Aquel día un tren carguero descarriló. Como tantos, cansado, en vías olvidadas, derrumbó su mercadería y las gentes fatigadas de la villa rodearon los vagones buscando un pedacito raquítico de lo que fuese para salvar el día, nomás. Unos minutos bastaron apenas para que los policías irrumpieran con su propia bronca. La que habían masticado en el Camino del Buen Ayre, donde acababa de morir uno de sus compañeros. La que mascullan despacio desde ese uniforme que representa Estado y que los empuja a salir a la “cacería” feroz, como definió Joaquín, el eterno sobreviviente, durante el juicio. Sus amigos, el Pela y el Gordo, en cambio, murieron. Tenían apenas 16 y 17 años.
Rondaban tan sólo los 9 ó 10 cuando en la barriada se escuchó hablar de otro pibe. Que como ellos, mojaría sus pies sin futuro en la misma basura. Esa que se hace montaña y queesconde el descarte de los otros, los que están sistémicamente del otro lado. Esa que se parece al infierno devorador en torno del que se agolpan miles y miles en una carrera desaforada por lo que sea.
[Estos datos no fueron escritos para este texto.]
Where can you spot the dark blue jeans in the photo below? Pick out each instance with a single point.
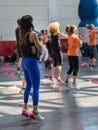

Ese otro pibe se llamaba Diego Duarte. Hace diez años ya que se zambulló con su hermano Federico a bucear por un par de zapatillas para poder empezar la escuela. Esa quimera prometedora de un ascenso social que nunca llega. Que se quedó entrampada en los viejos tiempos del mito de m´hijo el dotor. Diez años transcurrieron. Y por más que hay seis policías sospechados de su muerte, enterrada muerte, que lo dejó sin aire y sin sueños cuando los camiones descargaban toneladas de desechos sobre su cuerpo de tan solo 15 años, nunca fue encontrado. No hubo cartón que lo protegiera de la entera basura del sistema.
¿Qué es lo que subyace en una barriada de márgenes y olvidos una vez que los focos de la ley se corren? Desde el principio he hecho ver que la igualdad es un estado de guerra y que la desigualdad ha sido introducida por consentimiento universal, escribió Thomas Hobbes en De Cive hacia 1642. 372 años más tarde ese consentimiento universal se sigue firmando a diario.
Diego, Mauricio, Franco murieron de esa muerte tan violentamente natural de los pobres. Los que reciben toneladas de descarte sobre su cuerpo; los que enferman de arsénico, cadmio, plomo, zinc o niquel; los que no resisten a los plomos de una escopeta 12/70 de los brazos más directos del Estado. Sus asesinos casi nunca tienen nombre. Y hoy son otros los Diegos, los Mauricios, los Francos que se hunden con sus cuerpos jóvenes en las montañas de abandono. Los que se van a morir tajantemente antes de tiempo. Los que cargan en su espalda las arpilleras olvidadas de una historia que no aprendió a deletrear los umbrales del futuro.